Ludovic Rousseau wrote:

Checking for $DISPLAY in pcsc-lite is a bad idea:
>
1. PC/SC API has nothing to do with X11

Well, yes and no. Strictly speaking the API has nothing to do with
X however if you look at practical applications of a multi-user
system, using the value of the X display is a very good key to
index into a list of what resources should be available to the
user. I imagine that most multi-user systems are running an X server
per user. For those systems that are using some sort of text-based
login scheme (perhaps some Cold War military site in Uzbekistan
that still has a boatload of Russian-made VT-52's :-) then they
will need to come up with some other scheme to use as a key. I
don't seem to see too many of those folks posting here, however :-).

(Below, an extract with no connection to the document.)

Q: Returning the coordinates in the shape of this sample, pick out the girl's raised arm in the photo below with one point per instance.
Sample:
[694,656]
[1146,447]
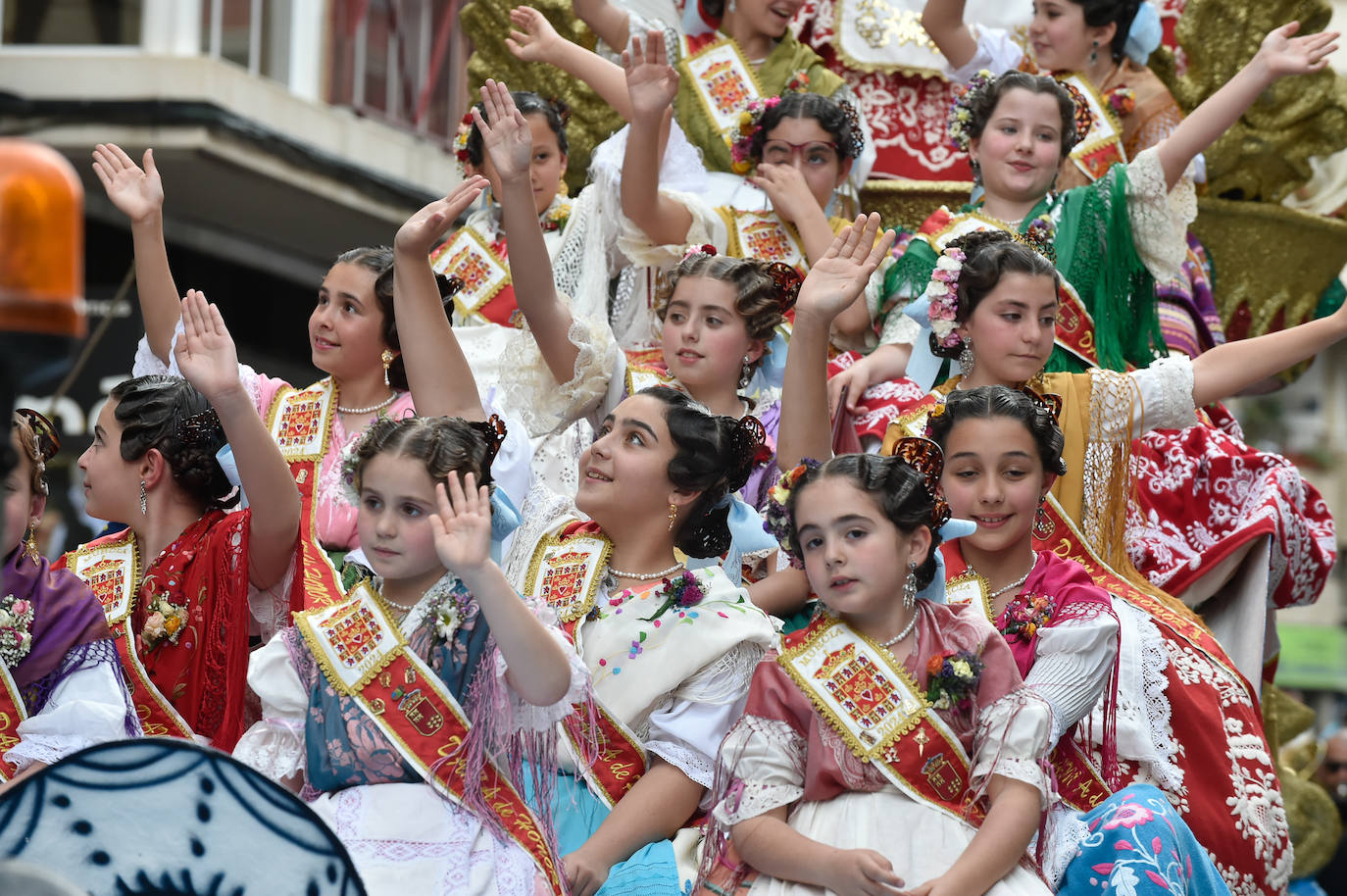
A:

Also, using the value of $DISPLAY as a key and using PAM in pcscd
to validate the UID<->$DISPLAY binding is non-intrusive in it's
default state, since the access control to readers in pcscd is
based completely on what PAM modules you have in your PAM stack,
and we'll be providing a "null" module that just grants everyone
access as pcscd does today.

2. it is easy for a (remote) user process to set DISPLAY=:0.0
>    just before calling SCardEstablishContext() and bypass any
>    check on $DISPLAY

However it's not very easy to spoof the kernel's knowledge of the
UID that's on the libpcsclite.so end of the connection. As long as
we can trust the UID that the kernel gives us (and if we can't,
then we might as well hang everything up and go home), then we
can implement whatever other checks we want based on that value.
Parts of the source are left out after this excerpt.